Some attendees shared that they felt thrust into their role of caregiver, and that much of their frustration lies in not knowing what's ahead. In light of this we talked about the importance of reflecting on the ways our relationships change and will change. Equally important is how new roles affect our sense of self - a tapestry of identifications based in various traits and experiences. Holding onto your 'self' while being a family caregiver is crucial to mental and physical health.

When the caregiving role ends, which some attendees believe never really happens, it can be difficult to regain solid footing and return to the interests and responsibilities held prior to a loved one's illness.

What prevents us from identifying as family caregivers?

This can exist in the difference between who we are and who we want to be. Actually becoming a family caregiver is often the hardest part, as the transition can be mired in fear, resistance, and uncertainty about the future.

Careers as caregivers

Family caregivers contribute great economic value to Canada's health care system. That said, many attendees shared stories of how difficult and time consuming it was to find educational resources or financial assistance offered through government programs.

Our fragmented health care system makes it difficult for family caregivers to receive the support they need. From coordinating care to keeping records of prescription medicines, the burden of responsibility weighs heavily on caregivers as many are juggling caregiving responsibilities with family life and a full-time career.

Managing a patient's care can be even more difficult if that patient's behaviour turns aggressive due to acute changes to their personality.

"This is not a role reversal"

One attendee shared that he regularly had to clarify that he was not now playing the role of 'parent' to his ailing parent, as "not even illness can erase or overwrite the rich history of relationship." Being a family caregiver to a parent does not necessitate a role reversal, instead it offers the opportunity to re-contextualize your relationship to suit your current situation. Although it may feel this way, the role of 'caregiver' does not replace other roles that constitute our identity, such as son, daughter, sibling, friend, etc.

Caregiver stress

It's important that family caregivers separate today's battles from yesterday's decisions. Arlene and Renee shared the idea of the 'encumbered child', where children who assume caregiving responsibilities develop hostility and frustration toward their patient or other siblings. Watching a parent progress through illness is extremely difficult, and everyone in the family will handle it differently. By developing a support system grounded in understanding and compassion, siblings can reach common ground on what their parent needs and who is suitable for each responsibility.

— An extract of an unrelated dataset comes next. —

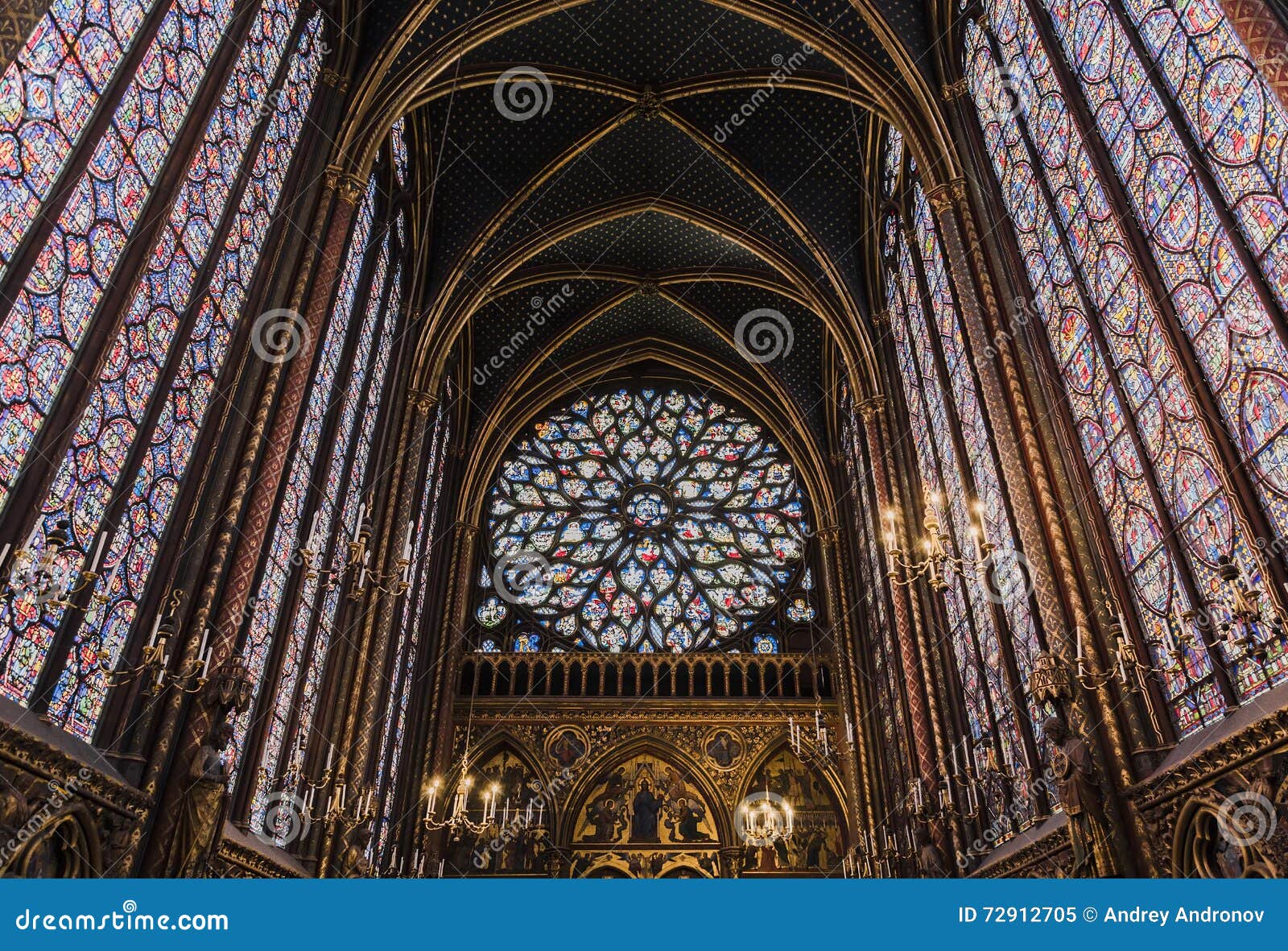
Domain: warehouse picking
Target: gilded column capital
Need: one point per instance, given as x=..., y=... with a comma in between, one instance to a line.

The division of responsibility among siblings is rarely perfectly equal, and it's useful to maintain open lines of communication in order to renegotiate responsibilites as the patient progresses.

Lack of control

While we can't change our situation, we can change our perceptions, behaviours, and boundries. For example:

  • Shift your expectations of yourself and others to ones that are more reasonable and attainable
  • Recognize your own limits and set boundries
  • Care for yourself!

​Being mindful of your personal limits and needs can help you anticipate issues before they compound and become unmanageable.

Benefits of caregiving

Many attendees expressed how they feel useful in their role and that it's a source of pride. Caring is also a means to build more meaningful relationships. One attendee shared how her mother's progession with alzheimer's allowed her to feel a 'state of grace' by being present in every moment.

Family caregivers can find support in local support groups, in online forums, and in hearing the stories of others who are navigating a similar experience.